Some time ago I was accompanying a friend to see a doctor. As I was waiting for them, I engaged in a brief conversation with a patient who had just left the surgery. The conversation was inconsequential, yet one thing struck me. The patient said:
‘It does take time to describe all the symptoms I have.’
I had to stop myself from saying: you don’t have symptoms. After all, symptoms are constructs that doctors make up on the basis of what we tell them. As Mishler would have it, as we speak in the language of the lifeworld, the doctors change it into the language of medicine (things are more complicated, but Mishler’s basic idea will do here at the time). When I teach psychologists, I tell them a joke:
A patient comes in to see the doctor and says:
‘Doctor, I have migraine.’
To which the doctor responds
‘No, you can only have a bloody headache.’
You can, of course, change ‘bloody’ into something else, if you wish your students to laugh some more. But, basically, the message is – no, the diagnosis is mine, you only have some (unpleasant) experiences, which I will take into account when giving you the diagnosis. If you need some more on symptoms, please read a recent paper by Kirsti Malterud and her colleagues.
But then, the patient I spoke to, wanted to describe her symptoms and I want to consider why. In other words, I am not so much interested in the theory of symptoms, but, rather, in why people would prefer to talk about symptoms, diagnoses and not about ‘a bloody headache’.
The first explanation would, of course, be medicalisation. There is a large body of research on representing experience in medical terms, with depression such a clear example of medicalising regular sadness. Indeed, there is also quite a lot of critical research that shows patients taking on medical or semi-medical language when speaking to doctors. It goes even further – as Konrad Opalinski and I showed, insight into schizophrenia was understood by psychiatrists as medical knowledge. They wanted their patients to read up on psychiatry!!
I don’t think this is the only explanation, though. The other, I think, is to do with accessibility of medical knowledge and, even more importantly, medical language, well, sort of medical language.
I was recently told in a conversation that when my interlocutor was a boy in the 1950s British GPs would simply give his mother or father a prescription for ‘medication’. No explanation. You just take your medication because you are told to do. No other information was needed. In fact, I remember similar practices in Poland when I was a child or a youngster.
But the internet (and probably a number of other things) has changed this completely. You can now read up on every illness, every medication, every treatment, including patients’ comments on all of them. “Dr Google” has introduced us to the sea of medical information, which for the most part, we have no way to process. As doctors often say – you cannot substitute years of education and training by an internet search. Yet, we all do it, including me – sometimes with distressing consequences. In fact, I actually suspect doctors do it, too! And in such a way we acquire this googled view of medicine and medical practice.

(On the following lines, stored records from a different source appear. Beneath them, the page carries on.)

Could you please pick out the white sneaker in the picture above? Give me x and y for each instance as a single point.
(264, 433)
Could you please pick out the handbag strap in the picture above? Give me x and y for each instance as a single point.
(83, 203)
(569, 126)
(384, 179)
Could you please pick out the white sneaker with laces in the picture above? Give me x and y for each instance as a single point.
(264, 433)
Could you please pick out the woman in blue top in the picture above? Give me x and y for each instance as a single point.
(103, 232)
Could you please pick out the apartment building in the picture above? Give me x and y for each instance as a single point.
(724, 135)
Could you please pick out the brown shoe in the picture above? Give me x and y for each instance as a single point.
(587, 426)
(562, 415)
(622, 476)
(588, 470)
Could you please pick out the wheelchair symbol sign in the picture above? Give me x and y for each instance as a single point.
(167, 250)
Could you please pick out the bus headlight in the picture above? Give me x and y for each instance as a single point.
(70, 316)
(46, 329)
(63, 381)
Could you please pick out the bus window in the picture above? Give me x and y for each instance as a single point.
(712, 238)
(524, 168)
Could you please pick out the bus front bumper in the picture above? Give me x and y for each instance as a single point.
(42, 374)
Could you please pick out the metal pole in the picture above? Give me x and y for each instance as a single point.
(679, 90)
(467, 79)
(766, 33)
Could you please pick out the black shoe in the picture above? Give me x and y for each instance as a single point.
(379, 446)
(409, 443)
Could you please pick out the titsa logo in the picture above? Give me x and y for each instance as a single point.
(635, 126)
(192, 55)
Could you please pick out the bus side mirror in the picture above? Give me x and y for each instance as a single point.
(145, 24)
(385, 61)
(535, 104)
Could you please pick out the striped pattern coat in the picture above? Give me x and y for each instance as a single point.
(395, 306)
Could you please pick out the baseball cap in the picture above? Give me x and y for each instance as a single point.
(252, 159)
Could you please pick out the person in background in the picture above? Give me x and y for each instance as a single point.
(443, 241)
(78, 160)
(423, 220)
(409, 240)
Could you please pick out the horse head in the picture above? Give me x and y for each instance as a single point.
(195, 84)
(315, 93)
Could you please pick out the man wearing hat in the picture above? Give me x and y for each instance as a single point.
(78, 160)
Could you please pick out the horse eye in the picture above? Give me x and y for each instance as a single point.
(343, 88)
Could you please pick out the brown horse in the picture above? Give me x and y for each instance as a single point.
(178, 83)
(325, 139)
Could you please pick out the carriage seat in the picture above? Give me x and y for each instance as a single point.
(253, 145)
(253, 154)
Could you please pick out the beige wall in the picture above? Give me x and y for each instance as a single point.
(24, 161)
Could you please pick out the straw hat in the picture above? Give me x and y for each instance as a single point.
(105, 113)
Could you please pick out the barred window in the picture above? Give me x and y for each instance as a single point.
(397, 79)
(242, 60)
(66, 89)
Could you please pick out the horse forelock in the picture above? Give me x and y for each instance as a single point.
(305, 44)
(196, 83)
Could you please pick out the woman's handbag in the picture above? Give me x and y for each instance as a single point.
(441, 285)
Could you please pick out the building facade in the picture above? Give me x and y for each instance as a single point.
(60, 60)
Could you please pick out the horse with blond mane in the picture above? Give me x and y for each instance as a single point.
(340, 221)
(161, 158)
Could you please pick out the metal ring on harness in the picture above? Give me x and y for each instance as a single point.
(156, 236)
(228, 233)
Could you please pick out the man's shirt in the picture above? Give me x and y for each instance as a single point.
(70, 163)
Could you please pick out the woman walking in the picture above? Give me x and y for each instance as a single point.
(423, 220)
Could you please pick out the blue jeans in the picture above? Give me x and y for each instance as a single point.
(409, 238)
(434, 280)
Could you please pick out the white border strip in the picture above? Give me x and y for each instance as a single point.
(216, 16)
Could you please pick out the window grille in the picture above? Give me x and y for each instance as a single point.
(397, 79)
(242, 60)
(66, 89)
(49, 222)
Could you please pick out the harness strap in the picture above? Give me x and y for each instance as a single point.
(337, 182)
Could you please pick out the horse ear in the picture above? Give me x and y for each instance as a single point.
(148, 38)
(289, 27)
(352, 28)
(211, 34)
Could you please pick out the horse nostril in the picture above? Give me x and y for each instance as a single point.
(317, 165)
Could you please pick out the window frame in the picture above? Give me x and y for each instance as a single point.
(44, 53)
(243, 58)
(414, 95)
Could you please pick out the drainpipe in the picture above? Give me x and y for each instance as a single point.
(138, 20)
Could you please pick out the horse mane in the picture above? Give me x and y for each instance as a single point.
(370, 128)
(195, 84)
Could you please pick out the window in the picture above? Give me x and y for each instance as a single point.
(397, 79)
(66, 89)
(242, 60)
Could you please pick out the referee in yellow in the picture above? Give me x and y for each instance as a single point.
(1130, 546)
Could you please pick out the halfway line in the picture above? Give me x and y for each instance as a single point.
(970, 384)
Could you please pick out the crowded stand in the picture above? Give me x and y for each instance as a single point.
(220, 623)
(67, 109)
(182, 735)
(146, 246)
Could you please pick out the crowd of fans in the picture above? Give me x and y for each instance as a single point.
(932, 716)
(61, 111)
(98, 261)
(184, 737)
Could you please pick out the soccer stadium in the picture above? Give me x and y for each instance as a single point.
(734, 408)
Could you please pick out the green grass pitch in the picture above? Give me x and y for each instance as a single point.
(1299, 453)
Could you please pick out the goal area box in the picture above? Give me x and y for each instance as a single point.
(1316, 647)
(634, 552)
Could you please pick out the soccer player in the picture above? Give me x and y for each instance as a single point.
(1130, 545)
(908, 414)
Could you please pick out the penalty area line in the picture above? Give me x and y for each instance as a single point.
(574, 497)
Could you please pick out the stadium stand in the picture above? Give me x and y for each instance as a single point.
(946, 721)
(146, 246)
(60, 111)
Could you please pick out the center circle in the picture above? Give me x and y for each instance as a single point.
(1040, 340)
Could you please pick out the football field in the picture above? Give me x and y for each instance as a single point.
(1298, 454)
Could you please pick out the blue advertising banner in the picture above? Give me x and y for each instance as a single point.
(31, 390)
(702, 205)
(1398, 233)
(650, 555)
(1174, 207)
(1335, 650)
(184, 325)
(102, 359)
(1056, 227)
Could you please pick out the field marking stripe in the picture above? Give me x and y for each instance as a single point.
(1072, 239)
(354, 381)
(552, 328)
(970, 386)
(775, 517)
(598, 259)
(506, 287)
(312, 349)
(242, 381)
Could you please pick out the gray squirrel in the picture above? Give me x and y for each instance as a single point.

And so, I did a quick search for depression and colitis and wondered what I would get. Needless to say, I found them described in terms of symptoms! I started wondering whether the symptoms my interlocutor had, were at least to an extent supported by this symptom-led medicine you can find on the internet. She basically responded to a picture of medicine that is readily available.
To be fair, it is also supported by doctors’ questions. Both in the UK and in Poland I have for some time been asked about my symptoms. When, on a number of occasions, I said symptoms were the doctor’s job, I was looked at with disbelief! I still remember a young doctor looking at me very suspiciously when I mentioned the diagnostic criteria of hypertension. It’s like I was stealing something from them. I’m not entirely certain, but I think this is something that has changed. I think doctors didn’t use to ask about symptoms (at least I don’t remember it, but I would like to learn more about it). I do remember years ago being asked what ‘bothered me’. This is how I translate the stereotypical Polish doctor’s question ‘Co panu dolega?’. Google translate prefers ‘What ails you?’, which is not bad at all.
Now, I think there is another aspect of symptom-talking and it is self-presentation. As we ‘all’ talk about symptoms, how can I not? If reputable organisations tell me about symptoms, doctors ask me about them, perhaps, as a fairly intelligent person, I should follow their lead.
There are, of course, consequences, at least potentially. The moment I think about symptoms, I forget about my life. And illness, as has been said a zillion times, is social, while the doctor should treat me, Dariusz Galasinski, a professor, a dad, a runner and ice-cream lover and certainly not my symptoms! The moment I start speaking about symptoms I lose all that. I lose it myself, in fact. And that’s the somewhat pernicious side of it. I myself deprive myself of my personhood and become a token patient with symptoms.